Kisah 13 Tahun Petualangan Septi Andriki Mencari Rafflesia hasseltii

SIJUNJUNG – Momen mengharukan tercipta ketika tim ekspedisi berhasil menemukan Rafflesia hasseltii di Sijunjung, Sumatera Barat, pada Rabu (19/11/2024) malam. Bagi tim peneliti, ini merupakan penemuan ilmiah yang signifikan. Namun, bagi Septi Andriki, seorang pecinta lingkungan dari Bengkulu, momen tersebut melambangkan akhir dari penantian panjang dan petualangan berisiko selama 13 tahun mencari bunga langka tersebut.

Septi Andriki, yang sebelumnya berprofesi sebagai guru olahraga SD, bergabung dalam tim ekspedisi bersama ilustrator ternama dari Oxford University, Chris Thorogood.

**Awal Perjalanan: Dari Guru hingga Pencari Rafflesia**

Septi yang kerap disapa Deki memulai ketertarikannya pada Rafflesia karena alasan yang sangat fundamental: dia ingin mengoreksi kesalahpahaman murid-muridnya.

“Saya itu, basic saya adalah guru Penjas. Saya mengabdi 7 tahun, akhirnya saya dititipin buku pelajaran,” kata Deki saat dihubungi, Kamis (20/11/2024).

Dia menyadari banyak siswa sekolah dasar yang mencampuradukkan antara bunga bangkai (Amorphophallus) dengan bunga Rafflesia.

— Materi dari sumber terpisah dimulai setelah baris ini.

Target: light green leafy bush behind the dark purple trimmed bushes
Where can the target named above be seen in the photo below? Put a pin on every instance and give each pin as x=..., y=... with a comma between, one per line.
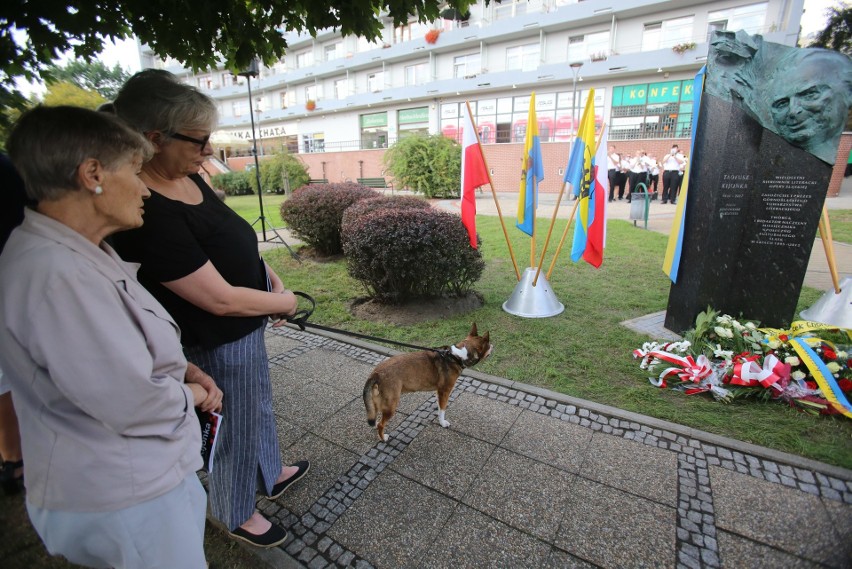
x=427, y=164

Berawal dari keinginannya memberikan edukasi yang tepat kepada siswa, Deki akhirnya memulai eksplorasi.

“Saya awalnya coba ekspedisi kecil-kecilan dengan anak-anak Karang Taruna, saya coba cari lagi, dapat 10 habitat. Akhirnya saya berhenti mengajar,” ungkapnya.

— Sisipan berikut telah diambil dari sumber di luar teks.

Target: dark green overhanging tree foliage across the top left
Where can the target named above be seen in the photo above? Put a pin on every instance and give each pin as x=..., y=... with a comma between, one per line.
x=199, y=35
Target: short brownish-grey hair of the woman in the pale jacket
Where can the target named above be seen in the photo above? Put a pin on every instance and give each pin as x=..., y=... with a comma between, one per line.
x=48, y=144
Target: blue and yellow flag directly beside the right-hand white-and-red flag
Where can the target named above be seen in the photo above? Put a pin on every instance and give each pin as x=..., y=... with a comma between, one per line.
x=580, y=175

Sejak 2013, Rafflesia hasseltii menjadi sasaran utama yang belum pernah berhasil ditemukannya. Pencarian ini dilakukan secara independen, tanpa kepentingan riset formal.

**Kolaborasi dengan Peneliti Oxford**

Penemuan ekspedisi Rafflesia hasseltii di Sijunjung pada Rabu malam merupakan realisasi dari komitmen bertahun-tahun antara Deki dengan Chris Thorogood, ilustrator botani terkenal dari Oxford.

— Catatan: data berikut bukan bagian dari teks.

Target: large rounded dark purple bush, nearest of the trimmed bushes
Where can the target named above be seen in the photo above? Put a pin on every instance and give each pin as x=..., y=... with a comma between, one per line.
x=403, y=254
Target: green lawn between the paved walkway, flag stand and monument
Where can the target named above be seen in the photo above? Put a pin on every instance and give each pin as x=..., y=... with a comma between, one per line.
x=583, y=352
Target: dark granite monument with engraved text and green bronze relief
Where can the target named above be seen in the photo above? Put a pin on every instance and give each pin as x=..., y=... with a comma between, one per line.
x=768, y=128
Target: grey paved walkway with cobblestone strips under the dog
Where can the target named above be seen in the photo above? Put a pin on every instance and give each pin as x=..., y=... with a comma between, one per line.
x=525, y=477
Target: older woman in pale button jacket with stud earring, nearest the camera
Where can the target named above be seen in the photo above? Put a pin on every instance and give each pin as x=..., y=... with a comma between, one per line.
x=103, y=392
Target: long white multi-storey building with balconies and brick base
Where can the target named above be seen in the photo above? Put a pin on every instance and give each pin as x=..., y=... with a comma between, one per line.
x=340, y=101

Hubungan Deki dengan Chris berawal dari komunikasi santai melalui pesan Direct Message (DM) pada masa pandemi tahun 2019.

“Sebelumnya, dia pernah janjian dengan saya tuh dari pas Covid 2019,” kenang Deki.

Komunikasi virtual tersebut kemudian berlanjut menjadi ekspedisi lapangan di tahun 2021. Pada kunjungan pertama Chris ke Indonesia di 2021, Chris dan Deki mulai mengerjakan misi mencari R. hasseltii namun tidak membuahkan hasil.

Misi bersama mereka memberikan hasil menakjubkan di tahun-tahun berikutnya. Pada 2022, saat kedatangan kedua Chris, mereka berhasil menemukan Rafflesia kelopak tujuh (jenis Bengkuluensis). Dalam perjalanan tersebut, mereka juga mendokumentasikan Rhizanthes deceptor—satu spesies kerabat Rafflesia yang kurang populer karena bunganya kecil—dan Amorphophallus titanum (bunga bangkai raksasa) setinggi 4 meter.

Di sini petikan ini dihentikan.